THE Shire of Gingin like all local governments is juggling financial hardship relief measures for residents and small businesses while trying to minimise the effects of the Covid-19 pandemic on its 2020-21 Budget.
When councillors meet tomorrow the shire’s Covid-19 hardship policy and other pandemic-related matters are on the agenda.
Yanchep News Online asked if it would be easier for the shire to budget for a zero increase in rates for 2020-21 as Gingin was not part of Landgate’s recent revaluation program, which the statutory body said had resulted in gross rental values for metropolitan properties on average being reduced by 13 per cent – the first time in 20 years that the average gross rental values for metropolitan properties had been lowered.
A Shire of Gingin spokesman said this was correct for the GRV revaluation as they happened every three years but was not correct for the UV revaluation, which occurred each year.
“As such there will be issues regarding the rates with the UV properties but the total amount of rates raised will be the same,’’ he said.
The shire’s April minutes said it wanted to make provision in the 2020-21 Budget for a reduced installment interest rate of 2 per cent and installment charge of $0 for 2020-21 rates and a reduced penalty interest of 5.5 per cent on outstanding rates.
On May 8 Local Government Minister David Templeman said residential and small business ratepayers suffering financial hardship due to the Covid-19 pandemic would not be charged interest on overdue rates in 2020-21 but that those ratepayers would need to demonstrate hardship to their local government to qualify.
Mr Templeman also said the maximum interest rate payable by all ratepayers had also been reduced.
The Gingin spokesman said all the above factors would have financial effects that would need to be budgeted for.
“Council is receiving an agenda item covering the interest payable for rates, etc. at the council meeting tomorrow within the item prepared to deal with the COVID-19 matters.’’
He said it was still the shire’s plan to budget for a zero increase to fees and charges for the 2020-21 financial year, which the April 7 minutes said would result in a revenue reduction of $5000.
The plan for a zero increase in rates and charges does not include those set by other state government agencies.
In April the council resolved to reduce rental payments by 50 per cent to commercial tenants of council properties for a three-month period (April, May and June) with Guilderton General Store one business asking for rent relief.
The rent relief the shire has provided to commercial tenants has so far cost the shire $24,000.
Councillors will decide whether to stop or continue the rent relief at tomorrow’s meeting.
The April minutes also said hooding the parking meters at the Guilderton foreshore car park and removing the requirement for payment of parking fees, would result in an estimated loss (under normal conditions) of $52,000 if hooded until December 2020.

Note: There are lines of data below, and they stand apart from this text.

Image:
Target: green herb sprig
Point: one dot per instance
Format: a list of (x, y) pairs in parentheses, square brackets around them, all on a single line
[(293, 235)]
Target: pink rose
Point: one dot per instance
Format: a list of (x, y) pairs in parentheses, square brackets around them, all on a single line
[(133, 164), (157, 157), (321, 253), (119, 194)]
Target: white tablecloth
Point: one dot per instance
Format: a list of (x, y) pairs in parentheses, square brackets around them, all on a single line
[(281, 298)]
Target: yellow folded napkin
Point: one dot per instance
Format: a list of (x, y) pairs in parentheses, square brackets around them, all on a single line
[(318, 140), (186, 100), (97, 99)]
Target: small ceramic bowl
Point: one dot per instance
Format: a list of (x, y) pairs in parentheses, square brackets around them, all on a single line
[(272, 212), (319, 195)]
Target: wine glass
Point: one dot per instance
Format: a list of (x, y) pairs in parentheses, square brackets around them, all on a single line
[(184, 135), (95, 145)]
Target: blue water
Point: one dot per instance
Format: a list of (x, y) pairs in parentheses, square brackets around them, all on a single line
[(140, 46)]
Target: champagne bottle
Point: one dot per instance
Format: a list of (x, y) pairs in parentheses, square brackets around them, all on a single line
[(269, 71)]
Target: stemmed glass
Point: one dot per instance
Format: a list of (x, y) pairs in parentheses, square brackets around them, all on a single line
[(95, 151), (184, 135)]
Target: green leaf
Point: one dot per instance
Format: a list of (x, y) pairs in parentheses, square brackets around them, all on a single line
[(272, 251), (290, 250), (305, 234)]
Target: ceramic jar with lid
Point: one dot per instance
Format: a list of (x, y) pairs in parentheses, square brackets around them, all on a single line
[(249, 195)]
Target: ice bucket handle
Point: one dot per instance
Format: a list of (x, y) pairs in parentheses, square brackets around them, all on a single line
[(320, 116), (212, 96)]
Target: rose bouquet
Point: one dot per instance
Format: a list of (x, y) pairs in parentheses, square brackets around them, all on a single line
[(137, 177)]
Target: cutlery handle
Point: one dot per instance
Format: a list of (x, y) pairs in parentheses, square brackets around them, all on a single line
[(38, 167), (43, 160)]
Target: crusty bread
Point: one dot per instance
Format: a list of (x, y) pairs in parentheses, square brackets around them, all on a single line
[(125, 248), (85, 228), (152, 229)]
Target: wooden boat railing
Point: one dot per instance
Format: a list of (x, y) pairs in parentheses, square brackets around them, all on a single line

But the shire spokesman said this initiative was tied to the regional border restrictions.
“While the border restrictions were lifted late May, the hoods were not removed until after the WA Day weekend.
“It was not the intention to have the meters hooded until December but rather would cost the council $52,000 if hooded until December.’’
Originally the chief executive officer was not due to present a further report to the council until July 21 but it has been brought forward as the restrictions have been withdrawn earlier than expected.